The Revenue Impact of Downtime
An alternate approach to quantifying downtime is to estimate the amount of lost revenue during the downtime period. The key assumption here is that the lost sales cannot be made up. The math here is very straightforward: the amount of lost sales (number of units) times the average selling price. Then multiple that by the percent margin. Note that even though this is called a revenue value driver, it is more justifiable to quantify it on a margin basis, though it is not that unusual to show it entirely at top-line revenue gain. Ultimately it is the audience (i.e., customer) who decides what is appropriate. Likewise, in deciding what type of margin to use: gross, operating, contribution etc. Operating margins are usually easiest to look up by industry or by specific company (especially publicly-traded companies). Again, you only need reasonable assumptions to develop a straw-man case to begin the conversation.
Just like with the cost approach, it is essential to have solid proof-points about your differentiation.
Should you do both?
For most situations it’s a question of choosing one method (cost versus revenue) to avoid double-counting. One factor to consider when deciding is who the potential audience is and whether their personal KPI’s (key performance indicators) are more cost versus revenue-oriented. For example, brand owners, marketers, and sales stakeholders find revenue value drivers more relevant. Operations-minded stakeholders likewise gravitate toward cost value drivers.

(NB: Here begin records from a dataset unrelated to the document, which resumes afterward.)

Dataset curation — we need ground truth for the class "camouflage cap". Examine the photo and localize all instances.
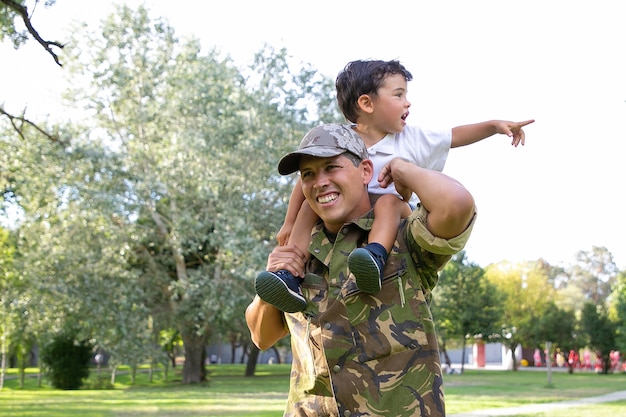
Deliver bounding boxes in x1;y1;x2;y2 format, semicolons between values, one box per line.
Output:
278;123;369;175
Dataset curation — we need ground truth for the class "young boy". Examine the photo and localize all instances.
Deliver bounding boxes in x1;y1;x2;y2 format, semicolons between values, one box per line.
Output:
255;60;534;312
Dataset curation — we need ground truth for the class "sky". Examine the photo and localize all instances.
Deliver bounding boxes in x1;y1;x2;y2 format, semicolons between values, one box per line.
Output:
0;0;626;269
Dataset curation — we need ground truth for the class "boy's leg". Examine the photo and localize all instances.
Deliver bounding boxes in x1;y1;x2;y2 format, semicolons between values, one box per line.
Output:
254;201;318;313
348;194;411;293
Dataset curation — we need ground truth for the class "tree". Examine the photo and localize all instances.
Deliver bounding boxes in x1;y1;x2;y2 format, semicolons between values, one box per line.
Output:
486;261;554;370
58;3;332;383
531;301;580;371
580;302;616;374
0;228;19;389
0;0;63;66
569;246;619;304
41;333;91;389
611;271;626;352
433;251;502;371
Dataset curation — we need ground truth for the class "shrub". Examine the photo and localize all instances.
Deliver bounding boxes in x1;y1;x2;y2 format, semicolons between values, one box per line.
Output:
41;334;91;389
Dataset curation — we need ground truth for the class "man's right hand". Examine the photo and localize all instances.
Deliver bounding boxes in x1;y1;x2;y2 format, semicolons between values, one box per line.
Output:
265;245;306;277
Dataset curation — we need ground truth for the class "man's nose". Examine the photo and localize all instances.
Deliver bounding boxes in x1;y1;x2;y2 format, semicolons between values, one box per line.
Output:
315;172;329;188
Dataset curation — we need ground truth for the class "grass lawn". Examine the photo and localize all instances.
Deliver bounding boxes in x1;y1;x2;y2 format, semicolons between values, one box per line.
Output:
0;365;626;417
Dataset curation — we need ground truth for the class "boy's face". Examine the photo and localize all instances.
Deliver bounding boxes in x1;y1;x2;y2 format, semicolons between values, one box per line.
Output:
300;155;373;233
372;74;411;133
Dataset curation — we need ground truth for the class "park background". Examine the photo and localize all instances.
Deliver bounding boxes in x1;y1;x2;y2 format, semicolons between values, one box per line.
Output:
1;1;626;412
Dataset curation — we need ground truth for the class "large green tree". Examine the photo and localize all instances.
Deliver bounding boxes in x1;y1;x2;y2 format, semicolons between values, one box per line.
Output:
433;251;502;371
486;261;554;370
58;7;332;383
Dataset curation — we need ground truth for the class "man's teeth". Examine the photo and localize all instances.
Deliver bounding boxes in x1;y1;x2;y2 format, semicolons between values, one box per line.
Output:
317;194;337;204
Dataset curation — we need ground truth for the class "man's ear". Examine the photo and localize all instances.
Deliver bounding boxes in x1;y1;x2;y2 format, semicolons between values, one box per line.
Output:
356;94;374;113
361;159;374;185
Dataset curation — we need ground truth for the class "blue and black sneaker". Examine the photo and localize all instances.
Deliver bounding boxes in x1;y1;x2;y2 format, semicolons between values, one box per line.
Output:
254;270;306;313
348;248;385;294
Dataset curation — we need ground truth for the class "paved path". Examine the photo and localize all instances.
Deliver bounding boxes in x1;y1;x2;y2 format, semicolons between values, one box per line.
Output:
448;391;626;417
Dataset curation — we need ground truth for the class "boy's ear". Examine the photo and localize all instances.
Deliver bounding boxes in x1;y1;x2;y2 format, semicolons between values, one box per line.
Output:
356;94;374;113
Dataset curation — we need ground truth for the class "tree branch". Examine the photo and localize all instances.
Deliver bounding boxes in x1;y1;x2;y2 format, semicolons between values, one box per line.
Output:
0;0;65;67
0;104;60;143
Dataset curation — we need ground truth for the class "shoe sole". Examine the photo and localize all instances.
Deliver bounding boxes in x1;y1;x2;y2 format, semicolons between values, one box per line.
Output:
348;249;381;294
254;271;306;313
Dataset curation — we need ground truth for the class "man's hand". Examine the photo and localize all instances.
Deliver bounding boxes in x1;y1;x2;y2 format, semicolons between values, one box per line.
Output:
378;158;413;201
265;245;306;278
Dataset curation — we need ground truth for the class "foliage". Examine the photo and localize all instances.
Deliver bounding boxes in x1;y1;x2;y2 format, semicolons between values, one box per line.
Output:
0;0;63;66
568;246;619;307
580;302;616;374
612;271;626;352
41;333;92;389
432;252;502;366
486;261;554;369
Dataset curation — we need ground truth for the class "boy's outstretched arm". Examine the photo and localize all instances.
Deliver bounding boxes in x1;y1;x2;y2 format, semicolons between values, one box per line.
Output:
451;119;535;148
276;177;304;246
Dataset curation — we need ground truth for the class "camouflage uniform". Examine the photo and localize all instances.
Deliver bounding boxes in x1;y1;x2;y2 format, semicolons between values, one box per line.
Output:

Flip it Positive: Productivity Gains
Another variation of the reduce downtime value driver is its polar opposite: increase efficiency. Rather than framing downtime as a loss to be minimized, you frame it as an opportunity to increase output without any additional investment in capacity. In labor-intensive or services industries, you can more easily justify quantifying the gain on a full revenue (not margin) basis, since the incremental cost of each unit is small. As you can imagine, this can create an impressive amount of customer value.